The Fifth Circuit and the Tenth Circuit have taken the same approach as the majority took in Levin, likewise relying on the broad authorization of Rule 12(b)(2), Fed.R.Crim.P., whereby “[a] party may raise by pretrial motion any defense, objection, or request that the court can determine without a trial of the general issue.” See United States v. Flores, 404 F.3d 320, 325 (5th Cir.2005); United States v. Todd, 446 F.3d 1062, 1068 (10th Cir.2006). The Todd court noted that a district court might dismiss charges at the pretrial stage in the limited circumstance where the operative facts were undisputed. (In the present case, whether Worley told the employees she could find out if they voted and for whom they voted is a potentially operative fact that is not undisputed.) The Fifth Circuit pointed out in Flores that this interpretation of Rule 12, Fed.
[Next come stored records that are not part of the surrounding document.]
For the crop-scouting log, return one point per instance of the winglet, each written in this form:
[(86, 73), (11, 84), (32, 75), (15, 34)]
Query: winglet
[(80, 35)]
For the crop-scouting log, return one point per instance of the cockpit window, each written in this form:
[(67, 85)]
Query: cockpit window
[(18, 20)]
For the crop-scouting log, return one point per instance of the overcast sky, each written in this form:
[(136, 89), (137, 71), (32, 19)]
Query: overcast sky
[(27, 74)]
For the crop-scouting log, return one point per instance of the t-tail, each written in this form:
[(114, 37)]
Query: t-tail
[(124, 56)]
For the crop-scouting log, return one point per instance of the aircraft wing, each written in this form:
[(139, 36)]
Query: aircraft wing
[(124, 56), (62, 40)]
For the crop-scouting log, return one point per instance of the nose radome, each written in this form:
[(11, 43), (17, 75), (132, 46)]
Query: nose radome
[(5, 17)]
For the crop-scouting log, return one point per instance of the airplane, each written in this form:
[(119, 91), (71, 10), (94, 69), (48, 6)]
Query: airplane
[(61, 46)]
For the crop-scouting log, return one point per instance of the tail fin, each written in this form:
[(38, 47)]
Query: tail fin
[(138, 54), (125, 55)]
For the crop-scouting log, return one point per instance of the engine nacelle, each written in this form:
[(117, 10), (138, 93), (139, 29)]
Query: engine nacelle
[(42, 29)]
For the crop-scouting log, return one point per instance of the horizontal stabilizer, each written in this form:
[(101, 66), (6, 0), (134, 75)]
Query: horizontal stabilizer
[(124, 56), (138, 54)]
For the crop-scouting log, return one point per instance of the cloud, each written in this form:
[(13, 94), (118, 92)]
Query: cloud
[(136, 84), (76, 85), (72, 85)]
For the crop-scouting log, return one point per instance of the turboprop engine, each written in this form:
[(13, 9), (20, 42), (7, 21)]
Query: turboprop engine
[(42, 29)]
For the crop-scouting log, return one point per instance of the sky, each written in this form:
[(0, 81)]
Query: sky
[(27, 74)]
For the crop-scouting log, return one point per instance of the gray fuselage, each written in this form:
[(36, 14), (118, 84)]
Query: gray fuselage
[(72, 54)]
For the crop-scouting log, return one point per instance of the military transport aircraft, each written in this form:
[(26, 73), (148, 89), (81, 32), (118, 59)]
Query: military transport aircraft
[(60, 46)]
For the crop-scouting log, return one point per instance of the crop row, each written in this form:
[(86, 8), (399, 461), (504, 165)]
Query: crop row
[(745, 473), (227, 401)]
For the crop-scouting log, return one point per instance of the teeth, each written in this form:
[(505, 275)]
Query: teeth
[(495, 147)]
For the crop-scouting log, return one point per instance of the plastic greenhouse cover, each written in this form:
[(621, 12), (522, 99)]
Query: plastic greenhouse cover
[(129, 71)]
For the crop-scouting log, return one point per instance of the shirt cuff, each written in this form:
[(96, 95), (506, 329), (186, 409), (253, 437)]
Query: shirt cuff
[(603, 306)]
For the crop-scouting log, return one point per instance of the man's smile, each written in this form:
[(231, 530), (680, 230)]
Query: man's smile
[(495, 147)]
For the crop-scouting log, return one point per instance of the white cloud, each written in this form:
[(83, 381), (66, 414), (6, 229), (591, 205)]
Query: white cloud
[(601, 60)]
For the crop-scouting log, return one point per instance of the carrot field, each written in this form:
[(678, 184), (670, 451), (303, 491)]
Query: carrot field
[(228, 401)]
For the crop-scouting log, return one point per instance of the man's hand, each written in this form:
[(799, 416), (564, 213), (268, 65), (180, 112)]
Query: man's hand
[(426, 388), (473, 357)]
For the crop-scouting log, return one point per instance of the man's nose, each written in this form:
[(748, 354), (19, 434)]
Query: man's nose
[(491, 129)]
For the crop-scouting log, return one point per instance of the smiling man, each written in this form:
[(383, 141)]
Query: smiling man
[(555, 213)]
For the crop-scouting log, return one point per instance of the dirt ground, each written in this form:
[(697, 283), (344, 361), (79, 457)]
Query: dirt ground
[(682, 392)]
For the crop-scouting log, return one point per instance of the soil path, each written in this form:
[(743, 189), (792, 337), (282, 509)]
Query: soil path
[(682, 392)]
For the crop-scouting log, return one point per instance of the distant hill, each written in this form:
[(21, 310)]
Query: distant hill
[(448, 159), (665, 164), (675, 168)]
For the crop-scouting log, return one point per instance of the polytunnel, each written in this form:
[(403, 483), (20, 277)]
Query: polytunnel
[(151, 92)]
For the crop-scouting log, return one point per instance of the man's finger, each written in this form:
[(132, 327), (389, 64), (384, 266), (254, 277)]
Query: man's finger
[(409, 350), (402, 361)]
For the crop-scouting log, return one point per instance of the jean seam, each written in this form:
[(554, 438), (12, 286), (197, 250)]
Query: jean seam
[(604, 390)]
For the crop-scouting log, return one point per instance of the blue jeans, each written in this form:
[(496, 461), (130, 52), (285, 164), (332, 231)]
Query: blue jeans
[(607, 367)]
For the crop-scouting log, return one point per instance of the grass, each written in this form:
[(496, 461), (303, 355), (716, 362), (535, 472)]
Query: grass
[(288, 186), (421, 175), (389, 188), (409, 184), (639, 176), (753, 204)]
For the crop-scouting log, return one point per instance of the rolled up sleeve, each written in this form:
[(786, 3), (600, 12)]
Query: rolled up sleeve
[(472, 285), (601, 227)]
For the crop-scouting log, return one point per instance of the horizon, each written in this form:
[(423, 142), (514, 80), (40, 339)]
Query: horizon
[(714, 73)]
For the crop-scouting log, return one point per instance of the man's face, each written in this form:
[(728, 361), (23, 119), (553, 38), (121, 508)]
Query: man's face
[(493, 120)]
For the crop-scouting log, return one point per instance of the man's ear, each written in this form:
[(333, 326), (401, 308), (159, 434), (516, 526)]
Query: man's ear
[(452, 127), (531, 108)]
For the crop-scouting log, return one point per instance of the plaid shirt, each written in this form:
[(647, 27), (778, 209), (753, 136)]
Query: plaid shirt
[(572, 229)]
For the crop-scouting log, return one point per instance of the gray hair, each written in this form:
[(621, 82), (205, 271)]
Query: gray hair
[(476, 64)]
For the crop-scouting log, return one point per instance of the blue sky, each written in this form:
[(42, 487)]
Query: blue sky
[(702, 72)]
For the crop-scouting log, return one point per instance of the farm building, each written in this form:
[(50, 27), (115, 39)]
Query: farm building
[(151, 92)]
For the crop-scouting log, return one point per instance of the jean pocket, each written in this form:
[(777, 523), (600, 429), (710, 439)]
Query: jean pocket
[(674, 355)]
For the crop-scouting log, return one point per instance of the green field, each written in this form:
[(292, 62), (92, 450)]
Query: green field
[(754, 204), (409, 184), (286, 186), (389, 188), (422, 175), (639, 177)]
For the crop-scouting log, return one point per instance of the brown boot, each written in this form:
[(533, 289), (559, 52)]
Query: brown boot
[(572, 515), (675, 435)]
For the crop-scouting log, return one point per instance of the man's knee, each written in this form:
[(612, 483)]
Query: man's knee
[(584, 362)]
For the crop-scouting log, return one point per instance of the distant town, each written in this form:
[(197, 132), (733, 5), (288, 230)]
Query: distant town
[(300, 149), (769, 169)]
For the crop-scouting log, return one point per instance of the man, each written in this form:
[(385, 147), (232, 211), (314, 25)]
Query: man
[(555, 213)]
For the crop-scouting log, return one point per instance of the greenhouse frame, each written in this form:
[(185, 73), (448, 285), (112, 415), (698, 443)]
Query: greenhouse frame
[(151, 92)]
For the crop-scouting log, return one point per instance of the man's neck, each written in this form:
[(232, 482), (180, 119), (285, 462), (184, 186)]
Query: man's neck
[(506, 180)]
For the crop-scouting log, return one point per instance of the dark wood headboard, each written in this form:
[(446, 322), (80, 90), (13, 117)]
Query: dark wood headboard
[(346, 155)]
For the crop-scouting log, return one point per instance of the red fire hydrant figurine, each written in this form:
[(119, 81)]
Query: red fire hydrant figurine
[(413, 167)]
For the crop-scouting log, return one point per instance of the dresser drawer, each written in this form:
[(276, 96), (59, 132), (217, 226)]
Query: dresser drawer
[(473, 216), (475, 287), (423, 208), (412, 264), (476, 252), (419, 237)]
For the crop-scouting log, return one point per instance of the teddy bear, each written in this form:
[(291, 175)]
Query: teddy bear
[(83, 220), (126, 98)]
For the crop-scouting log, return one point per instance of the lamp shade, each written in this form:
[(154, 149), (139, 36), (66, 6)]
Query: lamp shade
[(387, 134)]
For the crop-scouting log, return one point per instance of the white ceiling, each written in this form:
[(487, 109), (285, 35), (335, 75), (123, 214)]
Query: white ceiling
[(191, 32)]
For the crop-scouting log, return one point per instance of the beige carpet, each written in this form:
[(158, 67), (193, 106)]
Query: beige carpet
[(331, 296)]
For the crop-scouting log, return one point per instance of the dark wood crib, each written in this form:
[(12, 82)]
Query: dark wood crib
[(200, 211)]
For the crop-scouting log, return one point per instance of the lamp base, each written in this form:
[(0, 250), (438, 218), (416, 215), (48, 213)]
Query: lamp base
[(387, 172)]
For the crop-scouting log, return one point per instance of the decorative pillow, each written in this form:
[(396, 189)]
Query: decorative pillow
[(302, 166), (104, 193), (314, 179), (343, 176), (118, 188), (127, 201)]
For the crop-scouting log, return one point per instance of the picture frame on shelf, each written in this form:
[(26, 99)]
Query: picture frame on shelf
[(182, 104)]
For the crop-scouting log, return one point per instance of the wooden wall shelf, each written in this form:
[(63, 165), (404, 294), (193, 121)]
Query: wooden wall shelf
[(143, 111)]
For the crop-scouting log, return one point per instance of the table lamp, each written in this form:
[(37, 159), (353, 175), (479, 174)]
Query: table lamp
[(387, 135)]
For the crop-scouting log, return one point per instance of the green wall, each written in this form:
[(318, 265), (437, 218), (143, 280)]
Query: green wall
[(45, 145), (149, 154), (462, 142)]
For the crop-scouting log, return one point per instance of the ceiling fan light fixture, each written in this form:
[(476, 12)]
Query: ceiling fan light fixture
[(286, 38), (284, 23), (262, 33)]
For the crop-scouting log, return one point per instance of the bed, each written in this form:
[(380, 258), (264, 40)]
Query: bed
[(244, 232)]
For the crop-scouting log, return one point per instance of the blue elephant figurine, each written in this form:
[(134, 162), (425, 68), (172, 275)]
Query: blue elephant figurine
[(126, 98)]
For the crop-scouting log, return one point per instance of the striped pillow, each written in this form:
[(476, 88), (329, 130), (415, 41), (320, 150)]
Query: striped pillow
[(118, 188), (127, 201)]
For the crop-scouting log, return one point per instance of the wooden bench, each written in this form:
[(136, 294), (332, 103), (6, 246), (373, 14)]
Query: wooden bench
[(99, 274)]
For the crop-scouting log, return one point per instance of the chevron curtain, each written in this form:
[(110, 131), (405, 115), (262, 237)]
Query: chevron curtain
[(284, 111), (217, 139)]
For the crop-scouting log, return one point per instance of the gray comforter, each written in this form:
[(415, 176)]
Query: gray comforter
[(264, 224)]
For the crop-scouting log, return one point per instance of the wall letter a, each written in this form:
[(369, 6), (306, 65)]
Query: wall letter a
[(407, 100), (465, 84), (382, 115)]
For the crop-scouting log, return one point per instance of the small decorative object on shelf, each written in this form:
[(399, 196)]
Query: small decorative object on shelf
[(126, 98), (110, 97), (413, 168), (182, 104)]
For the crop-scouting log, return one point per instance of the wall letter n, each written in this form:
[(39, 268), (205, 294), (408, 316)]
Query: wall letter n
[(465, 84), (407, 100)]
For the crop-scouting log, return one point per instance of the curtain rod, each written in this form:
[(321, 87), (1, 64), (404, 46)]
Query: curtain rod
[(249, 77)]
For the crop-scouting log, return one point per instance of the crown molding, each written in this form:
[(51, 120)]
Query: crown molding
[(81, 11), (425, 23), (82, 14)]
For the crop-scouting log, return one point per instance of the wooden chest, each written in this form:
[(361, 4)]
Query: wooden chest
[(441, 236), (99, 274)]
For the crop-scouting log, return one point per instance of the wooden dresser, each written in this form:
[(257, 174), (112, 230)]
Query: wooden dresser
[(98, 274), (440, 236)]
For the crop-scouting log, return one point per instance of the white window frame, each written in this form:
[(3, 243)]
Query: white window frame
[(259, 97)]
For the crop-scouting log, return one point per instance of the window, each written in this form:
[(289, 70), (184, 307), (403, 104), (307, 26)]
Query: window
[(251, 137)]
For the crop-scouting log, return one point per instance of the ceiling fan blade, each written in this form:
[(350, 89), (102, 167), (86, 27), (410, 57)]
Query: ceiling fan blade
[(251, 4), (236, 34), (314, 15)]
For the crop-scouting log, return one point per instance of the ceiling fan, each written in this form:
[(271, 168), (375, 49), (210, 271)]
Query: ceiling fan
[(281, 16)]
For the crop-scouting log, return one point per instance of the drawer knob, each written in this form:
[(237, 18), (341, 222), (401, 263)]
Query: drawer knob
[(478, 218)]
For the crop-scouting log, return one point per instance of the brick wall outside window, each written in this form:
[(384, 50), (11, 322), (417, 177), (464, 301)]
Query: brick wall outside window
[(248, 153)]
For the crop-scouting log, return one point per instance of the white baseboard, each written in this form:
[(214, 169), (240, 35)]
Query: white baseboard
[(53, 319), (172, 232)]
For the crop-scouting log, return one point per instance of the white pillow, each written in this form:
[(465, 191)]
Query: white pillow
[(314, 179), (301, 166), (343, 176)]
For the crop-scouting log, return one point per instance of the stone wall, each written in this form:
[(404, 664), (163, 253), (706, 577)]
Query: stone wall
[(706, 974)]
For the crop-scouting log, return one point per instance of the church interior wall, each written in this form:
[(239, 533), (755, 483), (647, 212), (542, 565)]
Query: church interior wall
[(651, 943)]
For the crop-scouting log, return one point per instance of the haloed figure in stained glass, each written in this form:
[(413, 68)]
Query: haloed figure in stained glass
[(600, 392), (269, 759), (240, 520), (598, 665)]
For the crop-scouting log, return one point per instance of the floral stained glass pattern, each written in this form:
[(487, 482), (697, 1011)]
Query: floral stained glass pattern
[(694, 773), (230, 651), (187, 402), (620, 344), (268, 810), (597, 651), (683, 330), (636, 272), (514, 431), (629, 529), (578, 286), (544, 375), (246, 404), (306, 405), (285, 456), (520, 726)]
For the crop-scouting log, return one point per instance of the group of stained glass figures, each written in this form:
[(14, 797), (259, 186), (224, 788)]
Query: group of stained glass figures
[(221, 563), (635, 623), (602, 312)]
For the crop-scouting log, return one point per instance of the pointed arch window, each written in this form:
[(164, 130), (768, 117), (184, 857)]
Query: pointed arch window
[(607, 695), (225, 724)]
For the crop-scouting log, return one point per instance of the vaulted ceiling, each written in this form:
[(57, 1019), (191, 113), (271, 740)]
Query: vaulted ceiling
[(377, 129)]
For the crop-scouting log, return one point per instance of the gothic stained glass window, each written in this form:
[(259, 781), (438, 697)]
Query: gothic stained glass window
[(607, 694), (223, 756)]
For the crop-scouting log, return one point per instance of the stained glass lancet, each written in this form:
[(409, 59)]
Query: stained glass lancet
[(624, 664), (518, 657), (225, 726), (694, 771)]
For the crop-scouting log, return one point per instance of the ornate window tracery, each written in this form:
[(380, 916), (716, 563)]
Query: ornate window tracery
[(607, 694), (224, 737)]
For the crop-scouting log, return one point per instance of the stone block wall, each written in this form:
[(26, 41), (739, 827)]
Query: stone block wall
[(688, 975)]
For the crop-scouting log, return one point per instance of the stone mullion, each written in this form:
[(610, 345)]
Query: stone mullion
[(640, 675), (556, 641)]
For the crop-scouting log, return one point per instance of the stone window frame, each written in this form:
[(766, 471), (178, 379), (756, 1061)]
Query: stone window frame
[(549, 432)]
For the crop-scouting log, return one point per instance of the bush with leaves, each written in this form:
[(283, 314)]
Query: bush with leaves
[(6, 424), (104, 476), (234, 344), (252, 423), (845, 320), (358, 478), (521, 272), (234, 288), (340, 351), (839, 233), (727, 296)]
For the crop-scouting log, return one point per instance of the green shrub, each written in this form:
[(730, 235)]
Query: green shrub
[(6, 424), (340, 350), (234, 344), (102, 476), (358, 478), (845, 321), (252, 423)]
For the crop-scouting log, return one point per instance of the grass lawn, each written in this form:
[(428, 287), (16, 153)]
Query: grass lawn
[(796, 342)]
R.Crim.P., “avoids the waste of judicial resources that result from ‘legally merit-less cases being sent to trial,’ ” 404 F.3d at 325 (footnote omitted), referencing the statement in Salman, whereby the Eleventh Circuit had “recognize[d] that our system of criminal procedure may result in legally meritless cases being sent to trial, but absent further legislative direction, it is not for the courts to filter which criminal cases may reach the trial stage by reviewing the proffered evidence in advance.” Salman, 378 F.3d at 1269. As noted, Rule 13.5(c), Ala. R.Crim. P., is not as expansive in scope as the various components of Rule 12(b), Fed.R.Crim.P., and the trial court’s authority to dismiss an indictment is therefore more circumscribed. I conclude that Rule 13.5(c)(1) does not empower a trial judge to take the action taken here because, looking only to the face of the 10 counts of the indictment, it cannot be said *428that the 5 felony counts manifest a legal insufficiency or fail to charge an offense.9
. Worley argues in her brief that the State cannot rely on that portion of § 17— 1 —7(b) that criminalizes the use of official authority or position for the purpose of influencing the vote of any person, because that feature of § 17 — 1—7(b) "is not even properly part of the charges in this case. The grand jury did not indict Secretary of State Worley for allegedly influencing employees' votes.” (Worley's brief, p. 40.) The text of the five felony counts of the indictment is set out in full in the main opinion, and whatever might be the merit of Worley’s argument concerning whether an improper attempt to influence votes is charged, that contention was not before the trial court, was not referenced in any way by the trial court in its written order, and, consequently, is not before this court. The motion to dismiss filed by Worley did not raise that point in any fashion (C. 47-50); it was not alluded to in any fashion during the two hearings conducted by the trial court on the dismissal motion (R. 6-39, 40-48); and the trial court’s order does not take any note of it. To the contrary, at one point the trial court evidenced its understanding that influencing a vote was implicated, by stating: "Telling a politician they can’t influence someone's vote is like telling most people they can’t go out and breathe. I don’t know how you separate the two.” (R. 36.)